Chancelade jumped from rock to rock till he reached a path running along the headland, and followed it away from the beach. Above him were private houses and gardens with lots of trees and plants; but there were no people to be seen. The heat was overpowering here because of the sun continuously reflected from the sea. Big canna and aloe leaves hung down everywhere over the path and had to be pushed aside. There was that smell again too — the smell of cinnamon, beer, urine and iodine that lay heavy on the lungs and made you pant. From the cracks of crumbling walls big grey lizards stared at you fearlessly out of motionless eyes. Wasps buzzed about, and thin flies alighted on your legs to drink the sweat and sea-water.
For a moment Chancelade thought it would be best to go back and lie down on the beach. But he’d never been here before and wanted to find out what it was like.
Suddenly, before you knew how it happened, the path emerged from the stifling undergrowth into an open creek. There was a slight breeze blowing, and Chancelade thought he might cool off for a bit before going on.
The creek was absolutely deserted, and only half lit by the sun because of the tall trees that surrounded it. Between two grey rocks there lay a sort of beach of white pebbles. But this was no ordinary beach. It was strewn with mountains of rubbish. There were tons of old iron, bits of wood and petrol-cans, as if for months and months trucks had been coming to shoot a whole town’s refuse there. But there was no other approach except the little path Chancelade had taken, so all the débris must just have been gradually washed ashore in storms.
Chancelade looked at the strange confusion for a moment, then climbed down on to the beach. He went and sat down on a huge trunk, all white with salt, that sprawled across the pebbles. When he felt restored by the breeze he started to walk up and down the beach examining the bits of rubbish one by one. He threw stones at petrol-cans black with rust. He broke dead branches on the rocks, smashing down with all his strength as though he was hitting an animal, or a man. He threw empty bottles as far as he could, listening each time for the pleasant sound of splintering glass. He tried to pull up a long rusty bar buried deep in the pebbles. He stove in rotten packing-cases on which the printed words were half weathered away. He picked up big rocks and dropped them on sheets of metal. He smashed stones and sniffed the smell of sulphur left by the flying fragments. He flung into the sea cork floats, life-belts, flasks, bits of old tyres. He piled empty tins on top of one another then knocked them all down again with stones.
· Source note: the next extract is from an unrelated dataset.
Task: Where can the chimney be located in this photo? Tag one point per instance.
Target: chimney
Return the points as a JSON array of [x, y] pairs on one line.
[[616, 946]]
Everything he could find to throw he threw in all directions: rotten old shoes, bolts, saucepans, tins, mouldy planks, branches eaten away by sea-water, stones, broken chairs, castings, plastic containers, bits of brooms, bones, petrol-cans filled with gravel. He worked at it diligently, without respite, jumping over rocks, crunching over pebbles, striding across pools of oil and mounds of broken bottles. He was the adventurer fighting whole armies single-handed, one man alone against ten, a hundred, ten thousand. He rained down bombs. He sank ships with cannon-fire. He laid about him with his sabre. He had eyes everywhere and nothing could take him by surprise. From time to time he would utter some guttural order in an unknown language, harsh and barbaric:
‘Brox wanyahou wandorh!’
‘Pradjo!’
‘Afadanstar dboï!’
‘Hiarrh-to hiarrh-to!’
He brought the war to an end by smashing in with an iron bar a broken metal barrel that gave off a trickle of oil This was the moment when in the ordinary course of events he ought to have set light to all the dead wood and climbed on a rock to watch it burn. But Chancelade hadn’t any matches and felt too tired to try to start a fire by rubbing two sticks together. So he sat down on the stones and looked at the sea and did nothing.